Mesmo com a magnitude de igrejas e de construções, de uma vida social constituída ao redor do ouro, a história das populações na região das minas gerais não foi de luxo e riqueza. O garimpo, as condições de vida e trabalho, a escravidão e a falta de suprimentos eram o retrato de uma sociedade pobre. O que restou do ouro que não foi enviado para a metrópole e para a Inglaterra ficou restrito a poucas famílias e entranhado nas construções e nas obras de artes das atuais cidades históricas. A grande maioria dos moradores da região, porém, não conseguiu juntar reservas significativas a ponto de enriquecer com a mineração.
Assim, apesar de complexa e variada, a sociedade mineira revelava as consequências de desigualdade e da exploração do trabalho existentes no antigo sistema colonial. Depois da euforia da extração dos primeiros lotes de ouro de aluvião, o metal subterrâneo deixou de ser tão atraente, fazendo com que a sociedade mineira entrasse em um período de declínio a partir da segunda metade do século XVIII.

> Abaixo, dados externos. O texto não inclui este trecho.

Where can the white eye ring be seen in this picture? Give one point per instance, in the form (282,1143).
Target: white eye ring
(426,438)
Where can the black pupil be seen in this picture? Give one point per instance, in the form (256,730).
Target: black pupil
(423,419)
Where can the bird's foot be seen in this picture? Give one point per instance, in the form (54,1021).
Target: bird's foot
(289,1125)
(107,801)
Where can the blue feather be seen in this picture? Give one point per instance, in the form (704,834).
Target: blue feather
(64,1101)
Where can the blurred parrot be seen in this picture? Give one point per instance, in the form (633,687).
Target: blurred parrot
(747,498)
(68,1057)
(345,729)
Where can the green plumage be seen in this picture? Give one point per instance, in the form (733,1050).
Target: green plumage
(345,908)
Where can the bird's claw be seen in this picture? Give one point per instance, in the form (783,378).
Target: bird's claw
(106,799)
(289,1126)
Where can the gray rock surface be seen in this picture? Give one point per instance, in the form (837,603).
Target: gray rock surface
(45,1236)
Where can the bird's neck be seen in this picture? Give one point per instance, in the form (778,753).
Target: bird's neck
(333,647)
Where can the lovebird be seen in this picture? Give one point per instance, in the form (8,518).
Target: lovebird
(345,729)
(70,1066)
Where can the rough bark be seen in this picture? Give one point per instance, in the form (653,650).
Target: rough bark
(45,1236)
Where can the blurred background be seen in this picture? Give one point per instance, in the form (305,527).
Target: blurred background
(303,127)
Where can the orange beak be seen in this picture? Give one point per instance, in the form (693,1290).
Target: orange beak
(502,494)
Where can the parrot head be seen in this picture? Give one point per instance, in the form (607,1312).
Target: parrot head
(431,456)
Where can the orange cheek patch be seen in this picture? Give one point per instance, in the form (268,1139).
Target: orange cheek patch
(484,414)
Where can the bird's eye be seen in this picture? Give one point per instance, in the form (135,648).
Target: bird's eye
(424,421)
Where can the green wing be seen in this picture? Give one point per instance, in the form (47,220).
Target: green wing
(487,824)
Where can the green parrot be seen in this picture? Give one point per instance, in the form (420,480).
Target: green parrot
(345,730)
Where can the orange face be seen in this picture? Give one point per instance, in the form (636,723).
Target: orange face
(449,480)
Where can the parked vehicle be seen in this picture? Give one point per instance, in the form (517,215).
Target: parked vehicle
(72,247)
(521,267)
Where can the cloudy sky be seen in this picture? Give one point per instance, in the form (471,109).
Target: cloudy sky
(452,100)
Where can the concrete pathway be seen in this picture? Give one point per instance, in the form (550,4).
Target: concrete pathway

Por sorte, Minas Gerais nunca se restringiu ao ouro e conseguiu, ao longo das décadas seguintes, fomentar uma economia que se baseou na pecuária e na produção agrícola. Hoje, a região guarda uma história marcada por uma época em que a descoberta das minas estimulou homens e mulheres a se lançarem na corrida pelo “Eldorado” brasileiro. As construções, as cidades históricas, os caminhos e os descaminhos do ouro são os guardiões dessa história de exploração, riqueza e conflitos do passado colonial brasileiro.
Referências Bibliográficas:
BOXER, Charles Ralph. O império colonial português: 1415-1825. Edições 70, 1981.
CARVALHO, Francisco de Assis. Entre a palavra e o chão: memória toponímica da Estrada Real. 2012. Tese de Doutorado. Universidade de São Paulo.
FAUSTO, Boris. História do Brasil. São Paulo: Edusp, 2013.
GOULART, José Alípio. Tropas e tropeiros na formação do Brasil. Conquista, 1961.
HOLANDA, Sergio Buarque de. Visão do paraíso: os motivos edênicos no descobrimento e colonização do Brasil. Brasiliana, 1969.
MESGRAVIS, Laima. História do Brasil Colônia. São Paulo: Contexto, 2019.
PRADO JÚNIOR, Caio. Formação do Brasil Contemporâneo. São Paulo: Ed. Brasiliense, 1961. 6 ed.
ROMEIRO, Adriana. Os sertões da fome: a história trágica das minas de ouro em fins do século XVII. Saeculum-Revista de História, n. 19, p. 165-181, 2008.
SCARATO, Luciane Cristina. Caminhos e descaminhos do ouro nas Minas Gerais: administração, territorialidade e cotidiano. 2009. 303 p. Dissertação e (mestrado) – Universidade Estadual de Campinas, Instituto de Filosofia e Ciências Humanas, Campinas, SP.
STARLING, Heloisa Maria Murgel. A estrada de Minas. Margens/Márgenes: Revista de Cultura, n. 5, p. 24-35, 2004.